More than 12 hours after discovering issues within the cloud service, …

Microsoft's Azure cloud platform suffered a serious outage on Tuesday, leaving many customers unable to access core parts of the service for more than 12 hours.

Data Center Knowledge and other publications cited a Microsoft statement that the meltdown was caused by a "cert issue triggered on 2/29/2012." This prompted speculation that a bug related to today's February 29 leap-year date interfered with Azure systems processing digital certificates. A statement sent Wednesday morning by Microsoft's outside public relations firm said the outage had been resolved for most customers, but made no reference to the cert issue. It read:

On February 28th, 2012 at 5:45 PM PST Microsoft became aware of an issue impacting Windows Azure service management in a number of regions. Windows Azure engineering teams developed, validated and deployed a fix that resolved the issue for the majority of our customers. Some customers in 3 sub regions - North Central US, South Central US and North Europe - remain affected.
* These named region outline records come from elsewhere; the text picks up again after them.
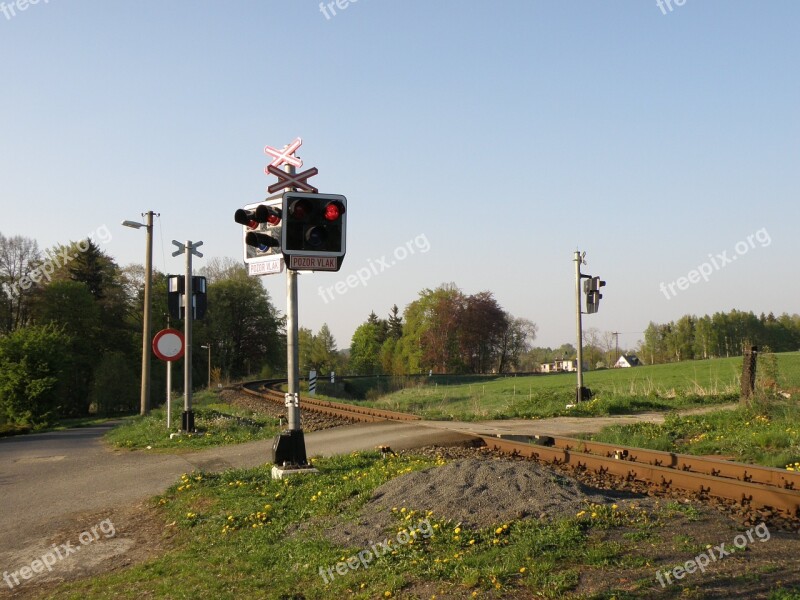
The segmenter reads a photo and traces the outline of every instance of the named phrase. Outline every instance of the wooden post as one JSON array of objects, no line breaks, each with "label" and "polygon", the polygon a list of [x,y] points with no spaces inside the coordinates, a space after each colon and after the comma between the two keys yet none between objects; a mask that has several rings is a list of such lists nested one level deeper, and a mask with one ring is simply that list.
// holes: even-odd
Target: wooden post
[{"label": "wooden post", "polygon": [[758,359],[758,346],[745,348],[742,363],[742,402],[747,401],[756,389],[756,361]]}]

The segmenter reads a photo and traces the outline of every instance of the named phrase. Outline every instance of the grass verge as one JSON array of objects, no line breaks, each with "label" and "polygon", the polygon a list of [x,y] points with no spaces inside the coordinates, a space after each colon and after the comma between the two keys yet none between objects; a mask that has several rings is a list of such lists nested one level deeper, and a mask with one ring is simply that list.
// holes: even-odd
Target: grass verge
[{"label": "grass verge", "polygon": [[[763,387],[800,390],[800,352],[767,354],[760,357],[759,365]],[[368,400],[349,401],[426,419],[461,421],[670,411],[737,400],[741,366],[742,358],[735,357],[589,371],[584,383],[596,396],[571,409],[566,405],[575,399],[574,373],[369,378],[352,383],[361,386],[358,394]],[[395,391],[376,398],[371,389]]]},{"label": "grass verge", "polygon": [[639,448],[800,469],[800,406],[783,397],[762,396],[734,410],[703,415],[667,415],[662,425],[614,425],[591,439]]},{"label": "grass verge", "polygon": [[[279,481],[270,478],[268,466],[185,474],[157,499],[178,530],[174,550],[116,574],[64,585],[57,597],[177,597],[180,588],[181,597],[389,598],[432,584],[464,597],[535,591],[557,598],[587,569],[642,566],[621,544],[594,535],[622,525],[644,532],[654,527],[645,511],[616,505],[590,505],[554,522],[478,530],[430,511],[393,509],[396,528],[376,532],[376,540],[392,540],[391,549],[369,568],[348,566],[364,548],[336,546],[323,531],[346,526],[380,484],[437,464],[443,462],[356,453],[320,459],[319,476]],[[403,543],[403,531],[416,534]]]},{"label": "grass verge", "polygon": [[170,439],[170,433],[180,430],[180,410],[173,408],[172,428],[167,430],[166,410],[159,408],[128,419],[109,431],[106,440],[117,448],[131,450],[183,450],[267,439],[280,431],[278,419],[221,403],[216,392],[193,395],[192,410],[196,433]]}]

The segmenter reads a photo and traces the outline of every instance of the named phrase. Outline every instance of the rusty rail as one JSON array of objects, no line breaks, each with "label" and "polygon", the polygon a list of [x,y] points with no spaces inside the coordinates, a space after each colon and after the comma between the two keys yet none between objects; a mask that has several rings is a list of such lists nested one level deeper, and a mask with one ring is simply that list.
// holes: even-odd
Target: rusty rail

Engineering teams are actively working to resolve the issue as soon as possible We will update the Service Dashboard, at http://www.windowsazure.com/en-us/support/service-dashboard/, hourly until this incident is resolved.

At time of writing, the above-mentioned dashboard showed Azure Service Management remained down worldwide, as did Access Control 2.0 in the South Central US and Northern Europe. SQL Azure Management Portals in at least six regions were also unavailable.

The problems caused the UK government to take CloudStore offline for at least three hours, according to The Guardian. The online procurement service opened earlier this month and it allows public-sector users to buy from a catalog of 1,700 cloud services provided by 255 vendors.

The outages have left many other customers unable to manage applications hosted by Microsoft's cloud-based service, a competitor of Amazon Web services. Amazon cloud platforms haven't been immune to headache-causing glitches either. In April, Amazon Web Services suffered a prolonged blackout that caused customers including Reddit, Foursquare, and Quora to go down.